GOOD MORNING,
The commitment-of-trader's report will be out tonight. Will it show that the managed money funds flipped from a long to a short position in corn? If so, the position is probably not a large one, but it does represent a willingness on the part of the funds to be net short Ag commodities across the board. If funds do wind up short corn, it will be the first time they have been short since last May.
The Pro Farmer crop tour begins next week, but there could have been a foreshadowing of things to come today. After the close, a "digital" yield tour sponsored by DTN and Progressive Farmer found yields in Illinois, Indiana and Ohio that were much below the August WASDE numbers (12-15 percent). If funds just got short corn, it would not take much to set the stage for a bear trap; just a turn of weather to warm and dry plus bullish findings and the worm could turn.

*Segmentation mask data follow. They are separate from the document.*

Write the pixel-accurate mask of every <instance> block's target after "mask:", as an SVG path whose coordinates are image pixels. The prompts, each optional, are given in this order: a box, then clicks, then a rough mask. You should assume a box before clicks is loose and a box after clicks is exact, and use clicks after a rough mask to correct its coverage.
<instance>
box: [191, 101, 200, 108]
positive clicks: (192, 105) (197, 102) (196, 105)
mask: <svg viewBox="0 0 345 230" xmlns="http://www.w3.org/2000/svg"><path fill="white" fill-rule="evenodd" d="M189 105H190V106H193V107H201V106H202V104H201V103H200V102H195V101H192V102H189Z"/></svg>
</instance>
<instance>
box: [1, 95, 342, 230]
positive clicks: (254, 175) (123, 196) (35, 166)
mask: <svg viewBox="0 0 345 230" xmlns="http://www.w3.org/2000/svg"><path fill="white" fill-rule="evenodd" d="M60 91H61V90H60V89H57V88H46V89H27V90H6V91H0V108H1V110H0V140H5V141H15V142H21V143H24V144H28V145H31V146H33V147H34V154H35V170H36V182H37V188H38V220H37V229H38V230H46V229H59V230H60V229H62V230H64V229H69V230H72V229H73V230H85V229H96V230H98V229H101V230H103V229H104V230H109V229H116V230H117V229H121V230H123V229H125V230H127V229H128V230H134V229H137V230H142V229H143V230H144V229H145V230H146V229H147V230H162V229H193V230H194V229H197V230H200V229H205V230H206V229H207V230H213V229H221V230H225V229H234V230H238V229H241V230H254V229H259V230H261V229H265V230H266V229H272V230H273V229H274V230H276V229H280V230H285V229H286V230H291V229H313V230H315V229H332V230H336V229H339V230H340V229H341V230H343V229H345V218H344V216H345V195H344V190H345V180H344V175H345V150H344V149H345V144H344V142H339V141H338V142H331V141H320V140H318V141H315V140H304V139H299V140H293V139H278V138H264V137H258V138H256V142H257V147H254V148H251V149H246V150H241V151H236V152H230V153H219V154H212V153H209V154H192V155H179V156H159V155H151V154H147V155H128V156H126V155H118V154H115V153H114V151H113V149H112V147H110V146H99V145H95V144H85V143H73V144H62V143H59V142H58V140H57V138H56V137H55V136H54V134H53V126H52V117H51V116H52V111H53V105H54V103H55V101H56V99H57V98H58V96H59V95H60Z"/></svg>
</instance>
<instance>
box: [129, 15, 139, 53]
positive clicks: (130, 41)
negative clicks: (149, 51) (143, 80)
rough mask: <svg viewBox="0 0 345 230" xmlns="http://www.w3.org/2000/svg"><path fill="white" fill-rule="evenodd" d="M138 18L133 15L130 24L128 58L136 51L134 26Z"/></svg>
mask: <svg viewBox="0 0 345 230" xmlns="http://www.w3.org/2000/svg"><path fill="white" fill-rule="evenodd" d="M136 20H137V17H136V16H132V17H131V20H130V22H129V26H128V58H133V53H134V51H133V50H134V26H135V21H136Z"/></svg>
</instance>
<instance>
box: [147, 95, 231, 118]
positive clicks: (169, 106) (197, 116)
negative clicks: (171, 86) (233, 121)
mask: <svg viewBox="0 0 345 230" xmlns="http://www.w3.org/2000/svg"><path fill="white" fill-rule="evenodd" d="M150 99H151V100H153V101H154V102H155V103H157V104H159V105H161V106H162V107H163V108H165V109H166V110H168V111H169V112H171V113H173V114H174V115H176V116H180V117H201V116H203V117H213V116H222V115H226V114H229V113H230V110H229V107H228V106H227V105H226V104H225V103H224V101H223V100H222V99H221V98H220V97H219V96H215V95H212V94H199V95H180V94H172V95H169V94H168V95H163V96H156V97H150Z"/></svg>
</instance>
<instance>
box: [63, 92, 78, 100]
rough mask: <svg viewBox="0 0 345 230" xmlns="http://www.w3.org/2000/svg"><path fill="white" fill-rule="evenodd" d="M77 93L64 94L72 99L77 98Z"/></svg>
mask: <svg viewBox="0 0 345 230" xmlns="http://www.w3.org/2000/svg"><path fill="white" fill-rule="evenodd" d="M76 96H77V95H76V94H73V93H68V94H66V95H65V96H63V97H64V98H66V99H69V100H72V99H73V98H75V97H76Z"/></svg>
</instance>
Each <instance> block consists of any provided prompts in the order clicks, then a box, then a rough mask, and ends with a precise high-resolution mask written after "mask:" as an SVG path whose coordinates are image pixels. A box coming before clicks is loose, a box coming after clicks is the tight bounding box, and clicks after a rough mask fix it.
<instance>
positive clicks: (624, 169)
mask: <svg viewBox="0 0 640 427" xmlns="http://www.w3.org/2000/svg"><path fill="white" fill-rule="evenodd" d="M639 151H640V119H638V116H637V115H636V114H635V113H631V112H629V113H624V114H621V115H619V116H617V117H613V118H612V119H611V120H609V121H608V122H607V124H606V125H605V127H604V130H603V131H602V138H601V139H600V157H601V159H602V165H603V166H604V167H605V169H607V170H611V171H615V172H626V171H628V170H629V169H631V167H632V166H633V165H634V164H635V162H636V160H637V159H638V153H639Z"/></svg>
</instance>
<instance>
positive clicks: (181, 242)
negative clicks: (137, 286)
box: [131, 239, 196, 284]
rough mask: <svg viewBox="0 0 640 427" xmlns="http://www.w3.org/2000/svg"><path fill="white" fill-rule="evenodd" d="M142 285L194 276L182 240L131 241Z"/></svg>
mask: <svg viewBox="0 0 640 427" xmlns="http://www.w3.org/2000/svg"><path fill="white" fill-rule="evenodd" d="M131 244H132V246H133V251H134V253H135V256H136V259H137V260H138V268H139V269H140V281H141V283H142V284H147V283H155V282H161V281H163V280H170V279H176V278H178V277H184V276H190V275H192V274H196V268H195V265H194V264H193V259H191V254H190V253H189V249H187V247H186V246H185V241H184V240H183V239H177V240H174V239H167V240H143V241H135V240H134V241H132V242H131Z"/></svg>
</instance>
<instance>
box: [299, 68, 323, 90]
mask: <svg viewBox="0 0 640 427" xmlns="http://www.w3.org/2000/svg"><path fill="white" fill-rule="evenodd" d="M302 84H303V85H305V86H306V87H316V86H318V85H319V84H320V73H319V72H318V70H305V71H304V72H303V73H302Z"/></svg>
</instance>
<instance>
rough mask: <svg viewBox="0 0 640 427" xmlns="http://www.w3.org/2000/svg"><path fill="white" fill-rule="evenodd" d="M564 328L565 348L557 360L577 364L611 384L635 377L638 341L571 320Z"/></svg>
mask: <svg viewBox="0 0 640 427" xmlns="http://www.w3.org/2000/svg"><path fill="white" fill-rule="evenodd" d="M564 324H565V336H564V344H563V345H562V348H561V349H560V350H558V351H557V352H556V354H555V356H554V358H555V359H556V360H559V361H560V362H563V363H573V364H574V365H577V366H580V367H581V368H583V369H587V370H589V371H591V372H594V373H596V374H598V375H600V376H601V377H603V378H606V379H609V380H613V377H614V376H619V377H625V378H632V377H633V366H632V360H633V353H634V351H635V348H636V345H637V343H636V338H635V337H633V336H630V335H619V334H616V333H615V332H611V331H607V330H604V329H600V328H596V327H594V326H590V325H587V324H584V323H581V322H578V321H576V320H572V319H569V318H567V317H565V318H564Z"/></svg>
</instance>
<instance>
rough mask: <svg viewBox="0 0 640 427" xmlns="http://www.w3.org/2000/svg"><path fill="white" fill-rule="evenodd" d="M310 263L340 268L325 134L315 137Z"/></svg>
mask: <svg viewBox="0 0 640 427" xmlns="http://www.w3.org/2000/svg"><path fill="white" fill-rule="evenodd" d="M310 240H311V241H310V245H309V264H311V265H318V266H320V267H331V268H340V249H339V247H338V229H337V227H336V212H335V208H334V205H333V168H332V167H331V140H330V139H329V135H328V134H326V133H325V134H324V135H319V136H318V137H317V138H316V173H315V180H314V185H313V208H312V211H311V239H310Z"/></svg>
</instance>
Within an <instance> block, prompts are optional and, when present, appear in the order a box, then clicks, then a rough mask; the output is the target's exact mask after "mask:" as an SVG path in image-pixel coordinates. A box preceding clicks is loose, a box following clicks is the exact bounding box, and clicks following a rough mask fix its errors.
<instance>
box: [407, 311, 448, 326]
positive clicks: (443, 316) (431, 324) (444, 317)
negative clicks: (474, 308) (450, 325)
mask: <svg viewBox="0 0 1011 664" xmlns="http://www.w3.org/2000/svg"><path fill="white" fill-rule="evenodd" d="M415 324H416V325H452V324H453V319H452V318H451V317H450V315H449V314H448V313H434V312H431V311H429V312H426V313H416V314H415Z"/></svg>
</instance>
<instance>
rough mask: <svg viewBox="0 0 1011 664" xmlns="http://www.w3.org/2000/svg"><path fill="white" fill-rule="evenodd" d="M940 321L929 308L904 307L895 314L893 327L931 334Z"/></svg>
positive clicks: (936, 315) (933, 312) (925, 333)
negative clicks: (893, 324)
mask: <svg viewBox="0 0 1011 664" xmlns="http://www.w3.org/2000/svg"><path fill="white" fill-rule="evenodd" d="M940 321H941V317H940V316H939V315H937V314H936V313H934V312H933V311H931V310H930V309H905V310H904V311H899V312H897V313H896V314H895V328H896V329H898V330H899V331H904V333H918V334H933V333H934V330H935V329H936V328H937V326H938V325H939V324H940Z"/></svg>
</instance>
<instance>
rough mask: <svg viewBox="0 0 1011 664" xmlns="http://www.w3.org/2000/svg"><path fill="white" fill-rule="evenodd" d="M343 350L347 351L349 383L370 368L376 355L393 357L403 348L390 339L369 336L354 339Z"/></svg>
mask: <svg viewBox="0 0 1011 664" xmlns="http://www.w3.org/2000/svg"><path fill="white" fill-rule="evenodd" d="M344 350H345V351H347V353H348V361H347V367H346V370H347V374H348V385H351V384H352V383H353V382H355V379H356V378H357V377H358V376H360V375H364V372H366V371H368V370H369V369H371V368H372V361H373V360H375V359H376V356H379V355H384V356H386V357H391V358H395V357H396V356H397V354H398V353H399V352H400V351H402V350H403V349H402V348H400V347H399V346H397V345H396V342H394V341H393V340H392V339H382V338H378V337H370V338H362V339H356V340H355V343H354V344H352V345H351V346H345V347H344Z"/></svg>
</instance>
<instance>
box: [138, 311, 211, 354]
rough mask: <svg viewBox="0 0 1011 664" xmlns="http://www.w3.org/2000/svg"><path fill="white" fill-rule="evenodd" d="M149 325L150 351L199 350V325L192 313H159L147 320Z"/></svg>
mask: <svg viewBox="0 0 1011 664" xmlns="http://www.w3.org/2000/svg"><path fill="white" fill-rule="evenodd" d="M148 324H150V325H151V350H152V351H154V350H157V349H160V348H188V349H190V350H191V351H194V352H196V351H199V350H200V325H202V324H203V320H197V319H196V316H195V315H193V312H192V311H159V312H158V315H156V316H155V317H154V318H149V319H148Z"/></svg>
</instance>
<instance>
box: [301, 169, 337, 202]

In the meantime, consumers got some important coverage on at lower levels of trade with the hard break in grains and beans/meal. Soyoil prices remain firm with NOPA oil stocks tight and the indication there has been a good rate of consumption.
WEATHER
There is just enough rain to keep the corn and bean bears happy, along with extended NOAA 30/90 day maps that look non-threatening as well. The 6/10 plus 8/14-day maps are warm and wet along with cooler than normal September temperatures, which may show that the next issue for crops is not moisture, but a cold snap that brings an early frost. Weather short-term is bearish, and current rains will help the crops in the areas that receive them.
BUSINESS
Egypt's GASC purchased 175,000 mt of Russian wheat and 120,000 mt of Ukrainian wheat. Korean buyers were looking at US corn with the hard break this week, but still are likely to purchase out of South America.
ANNOUNCEMENTS
China's Ag Ministry reported that the Chinese hog herd shrank 32 percent in July from year ago, which was worse than June where it shrank by 26 percent.
Trump said Thursday that the US and Chinese negotiators were holding "productive" talks and expected them to meet in September despite US tariffs on over $125 bln worth of Chinese imports taking effect Sep 1.
CALLS
Calls this morning are higher across the board on a weekend short-covering bounce:
beans: 3-5 higher
meal: 1.20-1.50 higher
soyoil: 10-14 higher
corn: 2 1/2-3 higher
wheat: 1 1/2-2 higher
OUTSIDE MARKETS
Outside markets feature firmer crude oil, trading up to $55.67/barrel, and a firmer US dollar trading up to 98.30. Gold prices are lower down $8.00 to $1511.40/oz, while the Dow rallies 230 pts on comments from Trump which indicate that talks there could be a September meeting despite all the negative rhetoric.
TECH TALK
On this Friday we find that the theme of trade is consolidation as we retrace some of this week's break.
Corn prices hit a new low yesterday at $3.69 with a good close, but technically the chart has not put in a bottom. Trendline support is under the Dec corn market at $3.65/$3.67 on another break if we cannot get back over $3.75. Lower support at $3.67 in Dec corn also fulfills a projected target low.
December wheat has trendline support once again at $4.70 as we appear ready to form a $4.70-$4.85 trading range. November beans attempt to stabilize posting double lows at $8.70. ON another challenge trendline channel support is close by at $8.68/$8.70, and think it probably holds for further $8.75/$9.00 definition trade.
December meal turns lower from recovery trade but has trendline support at $295.00 on a break of size. Given that we begin the day close to the lows, we could challenge $296.00 again, but think we remain in a $295.00-$300.00 trading range.
Dec soyoil futures once again sit over the 200-day moving average of 2945c, making it an extremely important level that must hold in order to rally back to 3025c trading range highs. The chart will look toppy on any trade now back under 2945c, and if long would book a profit should we violate this level.
DECEMBER CORN
The structure at the top of the chart was about 53c in scope to the topside of $4.20 (4.73 ctr high), with $4.20 having been defined as a key pivotal support low in a previous bullish scenario. We have now traveled nearly 53c down from $4.20 (would be $3.67) which sometimes fulfills projections once a different pattern emerges. Therefore, while the overall low has yet to be defined, it looks like we are coming close to what may be temporary support just off pattern projections.
Because we are not so far away from our low of $3.69, we could walk back and eventually test it to make sure it can hold. If short, would probably elect to take something off at this point, and the rest in case we fill the overhead gap at $3.88/$3.92 with a settlement back over. Look to probably be in the early process of forming a trading range from $3.67-$3.87.